『フリーコピーの経済学』新宅純二郎・柳川範之編(日本経済新聞出版社2,800円税別)3
私的コピーは被害を与えているか
デジタル&インターネットの時代に突入して飛躍的にコピーが容易になった社会において、果たして「私的コピーは被害を与えているか」(本書第四章のテーマ)という問題が大きく浮上してきた。一般的にはその影響が大きいという意見に与する論調が大半である。それではこの問いに対して本書ではどのように答えているのか?

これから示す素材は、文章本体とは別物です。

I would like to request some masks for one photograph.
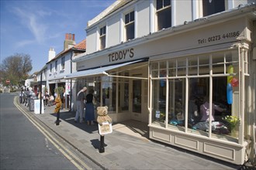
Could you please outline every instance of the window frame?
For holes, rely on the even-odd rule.
[[[55,61],[55,73],[57,72],[57,60]]]
[[[161,8],[157,8],[157,2],[159,1],[161,1],[162,2],[162,6]],[[168,4],[168,5],[164,5],[164,1],[165,0],[156,0],[155,1],[155,19],[156,19],[156,24],[155,24],[155,29],[157,31],[161,31],[161,29],[168,29],[168,28],[170,28],[171,27],[171,0],[169,0],[170,1],[170,4]],[[170,9],[168,9],[170,8]],[[168,10],[170,10],[170,12],[168,12]],[[170,12],[170,16],[169,16],[169,19],[170,19],[170,26],[168,26],[166,28],[165,28],[165,26],[161,26],[161,28],[159,28],[159,22],[160,22],[160,15],[164,15],[163,14],[164,12]],[[165,18],[164,16],[162,16],[163,18]],[[163,20],[163,19],[161,19]]]
[[[65,70],[65,56],[61,58],[61,70]]]
[[[132,17],[131,15],[132,13],[133,13],[133,17]],[[128,15],[128,21],[126,22],[127,15]],[[128,12],[125,13],[123,16],[124,16],[123,23],[124,23],[124,30],[125,30],[124,31],[125,40],[128,41],[130,39],[135,39],[135,11],[133,9],[130,10]],[[128,31],[131,31],[133,32],[133,33],[130,34]]]
[[[99,49],[106,49],[106,26],[103,26],[99,28]],[[102,44],[102,40],[104,39],[105,42]],[[104,45],[104,46],[102,46]]]

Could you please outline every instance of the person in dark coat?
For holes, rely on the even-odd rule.
[[[89,94],[86,95],[86,104],[85,104],[85,121],[87,121],[88,125],[93,124],[95,120],[94,115],[94,105],[93,105],[93,96],[94,90],[90,90]]]

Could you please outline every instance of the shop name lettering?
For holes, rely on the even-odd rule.
[[[126,57],[133,58],[134,56],[133,48],[109,54],[109,62],[125,60]]]
[[[234,38],[237,37],[240,35],[240,32],[231,32],[228,33],[223,33],[223,35],[216,35],[213,36],[209,36],[206,39],[198,39],[199,44],[203,44],[203,43],[207,43],[207,42],[216,42],[216,41],[220,41],[222,39],[230,39],[230,38]]]

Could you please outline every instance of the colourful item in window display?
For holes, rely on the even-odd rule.
[[[230,82],[232,87],[238,87],[239,85],[239,81],[237,79],[233,77]]]
[[[233,76],[230,76],[230,74],[234,73],[234,68],[232,65],[228,66],[227,73],[230,74],[230,76],[227,76],[227,83],[230,83],[233,79]]]
[[[233,103],[233,88],[230,83],[227,85],[227,100],[228,104],[232,104]]]

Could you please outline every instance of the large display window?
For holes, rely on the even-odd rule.
[[[240,62],[238,49],[152,61],[151,124],[237,142]]]

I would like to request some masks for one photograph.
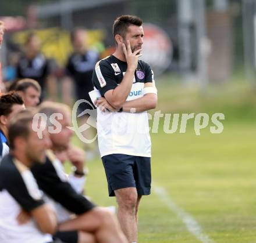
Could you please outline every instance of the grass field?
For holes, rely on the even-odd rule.
[[[217,93],[216,89],[202,95],[175,84],[159,85],[157,110],[223,112],[224,130],[212,134],[208,127],[196,136],[191,121],[185,133],[166,134],[160,123],[158,133],[152,135],[152,190],[141,204],[140,243],[256,242],[254,94],[239,84]],[[115,205],[108,196],[99,158],[88,166],[87,194],[100,205]],[[189,214],[211,240],[197,238],[171,204]]]

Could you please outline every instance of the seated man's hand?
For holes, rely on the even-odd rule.
[[[78,147],[70,147],[67,151],[69,160],[76,167],[76,171],[83,173],[86,157],[84,151]]]

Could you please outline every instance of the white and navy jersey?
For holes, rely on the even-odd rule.
[[[45,163],[35,164],[31,170],[40,188],[68,211],[80,215],[95,206],[72,187],[61,162],[51,151],[47,151]]]
[[[127,67],[126,62],[112,55],[96,64],[93,75],[94,86],[102,97],[121,83]],[[143,96],[145,83],[154,83],[150,66],[139,60],[126,101]],[[102,113],[97,109],[97,130],[101,156],[112,154],[151,157],[151,143],[147,111],[140,113]]]
[[[9,154],[9,146],[7,139],[0,130],[0,163],[3,156]]]
[[[0,165],[0,242],[47,243],[52,241],[41,232],[31,219],[19,225],[17,216],[22,209],[30,212],[44,204],[30,169],[11,155]]]

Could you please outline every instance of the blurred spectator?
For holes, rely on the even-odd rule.
[[[7,139],[8,125],[10,119],[24,106],[22,98],[17,92],[9,92],[0,96],[0,161],[9,153]]]
[[[97,61],[99,60],[98,52],[90,49],[87,43],[87,32],[85,30],[77,28],[71,32],[70,40],[74,52],[68,59],[66,67],[67,77],[63,80],[63,101],[69,105],[72,104],[70,90],[72,84],[75,88],[76,100],[84,99],[91,103],[88,92],[93,89],[91,81],[93,70]],[[86,109],[92,110],[94,107],[86,102],[79,105],[79,114]],[[80,125],[84,124],[88,118],[86,113],[80,117]],[[95,130],[93,128],[86,129],[83,132],[83,136],[87,139],[95,136]],[[87,150],[87,158],[93,157],[97,153],[95,143],[84,143],[85,149]],[[90,146],[90,147],[89,147]],[[94,148],[94,150],[92,149]]]
[[[41,87],[35,80],[30,78],[19,80],[14,89],[22,97],[26,108],[35,107],[39,104]]]
[[[3,34],[5,34],[5,24],[2,21],[0,21],[0,49],[2,46],[2,43],[3,39]],[[2,81],[2,67],[1,63],[0,62],[0,92],[4,92],[5,90],[5,87],[3,86],[3,83]]]
[[[57,89],[52,64],[40,52],[40,48],[39,38],[34,34],[30,34],[26,42],[25,53],[17,64],[17,76],[36,80],[41,88],[41,99],[45,96],[47,88],[49,99],[55,100]]]

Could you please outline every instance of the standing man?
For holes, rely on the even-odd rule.
[[[26,108],[35,107],[39,104],[41,87],[35,80],[20,79],[16,84],[14,89],[22,97]]]
[[[77,28],[71,32],[70,39],[74,52],[69,57],[66,67],[67,77],[63,81],[62,92],[64,103],[69,105],[72,104],[72,83],[74,86],[76,101],[84,99],[88,102],[91,101],[88,93],[93,89],[91,78],[95,65],[99,60],[99,55],[96,51],[89,49],[87,39],[87,33],[85,30]],[[81,114],[85,110],[92,110],[93,107],[87,103],[83,102],[78,108],[79,114]],[[78,121],[80,125],[84,124],[88,118],[87,113],[80,117]],[[91,128],[83,132],[83,136],[87,139],[92,139],[95,133],[95,130]],[[91,146],[84,144],[87,158],[94,155],[94,152],[96,151],[93,150],[95,147],[95,144]]]
[[[96,64],[93,77],[102,97],[96,105],[105,108],[97,109],[98,143],[109,196],[116,197],[122,230],[129,242],[136,242],[140,201],[151,189],[147,111],[155,108],[157,92],[151,67],[138,60],[141,20],[130,15],[118,17],[113,34],[116,50]],[[119,112],[108,111],[113,109]]]
[[[30,171],[34,164],[44,163],[51,140],[48,132],[42,139],[32,130],[33,115],[19,114],[9,123],[10,154],[0,165],[0,242],[47,243],[57,230],[55,212],[42,199],[42,193]],[[31,217],[20,225],[17,217],[25,210]]]
[[[5,34],[5,24],[2,21],[0,21],[0,49],[1,49],[2,43],[3,39],[3,34]],[[2,76],[2,67],[0,61],[0,92],[4,90],[5,87],[3,86]]]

それは音楽CDとアニメDVDのパッケージ売上とインターネットの違法ファイルダウンロード数やYouTube視聴数などがそのような相関関係があるのか統計をつかった実証調査を元に述べられており、一般的には違法ファイルダウンロード数やYouTube視聴数が多いから、パッケージの売上に悪影響を与えているという現象は特に見られないと結論づけている。
それを説明する理由として三つ理由を挙げているが、そのひとつに「私的コピーと正規品は代替品ではない」(私的コピーは正規品の代替品ではないという意味だと思うが)というのがあるのだが、これは要するに「正規品を買う人々は、私的コピーが利用可能でも買うし、逆にコピー品で済ます人は、コピーが禁じられたからといって、正規品を買いに行くわけではない」ということだとしている。もっともなことである。

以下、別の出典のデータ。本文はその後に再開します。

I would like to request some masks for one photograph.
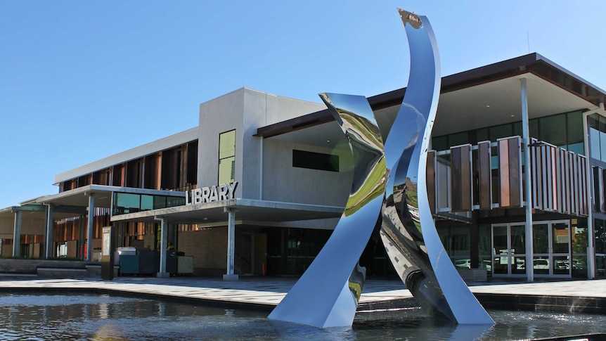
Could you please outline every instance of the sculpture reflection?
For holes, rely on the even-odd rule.
[[[434,224],[425,169],[441,85],[437,47],[426,17],[398,11],[408,39],[411,72],[392,133],[385,139],[390,170],[381,239],[402,281],[423,307],[459,323],[494,324],[451,262]]]
[[[365,277],[357,262],[380,220],[389,259],[423,308],[458,323],[494,323],[456,270],[434,224],[425,170],[441,84],[437,48],[427,18],[399,11],[411,71],[402,105],[382,126],[383,135],[365,97],[320,95],[349,141],[352,191],[330,239],[270,319],[351,326]]]
[[[328,241],[269,319],[318,327],[349,326],[366,276],[358,260],[384,198],[383,141],[366,97],[336,94],[320,97],[347,137],[354,160],[352,190]]]

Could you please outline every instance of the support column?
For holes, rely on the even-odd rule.
[[[86,257],[84,255],[84,233],[86,224],[84,223],[86,216],[80,214],[78,217],[78,258],[84,259]]]
[[[21,255],[21,211],[15,211],[15,225],[13,230],[13,257]]]
[[[526,279],[529,282],[534,281],[534,267],[533,266],[532,245],[532,184],[530,179],[530,132],[528,126],[528,93],[526,78],[520,79],[520,92],[522,94],[522,134],[524,141],[524,162],[526,165],[524,173],[524,194],[526,197],[524,208],[526,209]]]
[[[168,223],[164,217],[155,217],[155,220],[160,221],[160,271],[156,277],[170,277],[170,274],[166,272],[166,248],[168,239]]]
[[[95,225],[95,194],[89,193],[89,229],[86,235],[86,260],[93,259],[93,230]]]
[[[604,103],[600,103],[600,108],[604,110]],[[593,279],[595,278],[595,247],[593,243],[595,229],[593,227],[593,198],[591,197],[591,188],[593,186],[592,183],[592,172],[591,165],[589,164],[589,127],[587,124],[587,117],[593,113],[593,112],[588,112],[583,113],[583,132],[585,134],[584,139],[584,146],[585,147],[585,153],[587,155],[587,165],[585,167],[587,169],[586,176],[587,177],[587,205],[589,205],[587,210],[587,278]],[[594,179],[594,181],[598,179]]]
[[[238,276],[233,274],[233,257],[236,253],[236,210],[225,208],[227,212],[227,274],[223,275],[224,281],[238,281]]]
[[[53,220],[53,211],[54,210],[53,204],[49,204],[46,206],[46,243],[44,245],[44,257],[47,259],[53,257],[55,251],[54,245],[53,243],[53,237],[54,236],[53,229],[55,227],[54,221]]]

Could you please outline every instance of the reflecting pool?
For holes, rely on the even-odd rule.
[[[267,312],[106,295],[0,295],[0,340],[528,340],[606,333],[606,316],[490,311],[486,328],[416,309],[358,313],[351,328],[270,321]],[[310,314],[313,314],[310,311]]]

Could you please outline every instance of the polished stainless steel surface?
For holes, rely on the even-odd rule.
[[[459,323],[492,324],[444,250],[430,210],[425,166],[441,84],[438,51],[427,18],[399,11],[408,39],[411,71],[402,105],[385,139],[389,178],[381,238],[422,307]]]
[[[384,198],[383,141],[366,97],[320,96],[347,136],[354,162],[352,191],[330,239],[269,319],[323,328],[349,326],[365,276],[357,262],[377,224]]]
[[[427,18],[399,11],[411,72],[398,115],[382,127],[385,136],[365,97],[320,95],[349,143],[352,191],[330,238],[270,319],[351,326],[365,277],[357,262],[380,221],[389,259],[422,307],[458,323],[494,323],[461,279],[434,224],[425,168],[441,85],[437,47]]]

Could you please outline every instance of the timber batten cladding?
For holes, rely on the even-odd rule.
[[[524,207],[522,147],[522,139],[512,136],[432,150],[426,169],[432,212],[439,215]],[[587,158],[535,139],[529,148],[532,208],[587,217]],[[598,189],[603,188],[606,170],[594,167],[593,172],[602,179]],[[600,191],[599,206],[606,212],[606,191]]]

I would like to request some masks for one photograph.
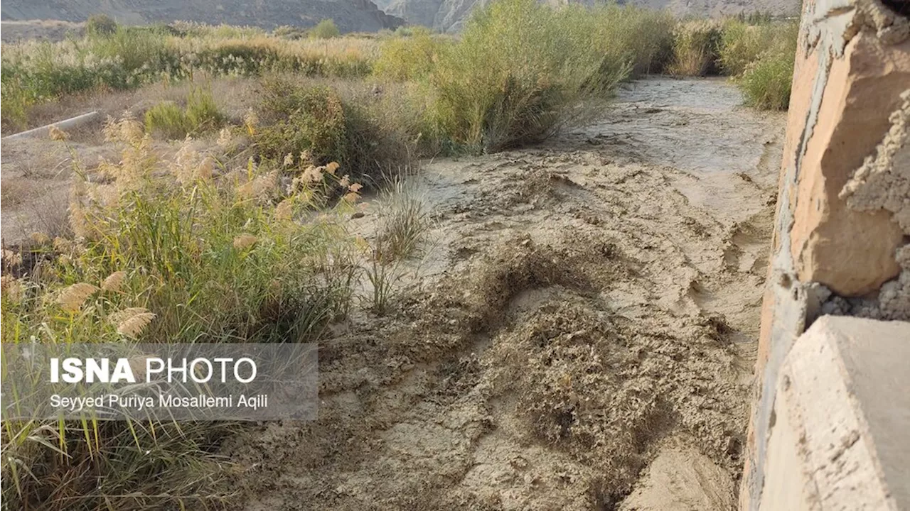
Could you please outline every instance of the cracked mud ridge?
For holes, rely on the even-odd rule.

この他にも「コピーによる宣伝効果」「私的コピーの利用者の少なさ」などの理由が挙げられているがなるほどと思わせる論拠であった。その他にも注目すべき論点に本書は真正面から答えており非常に参考になった。さらに今後コンテンツ産業界にはどのようなビジネスの可能性があるのかについての示唆まであり、今後のコンテンツ産業を考える上での必読の書であろう。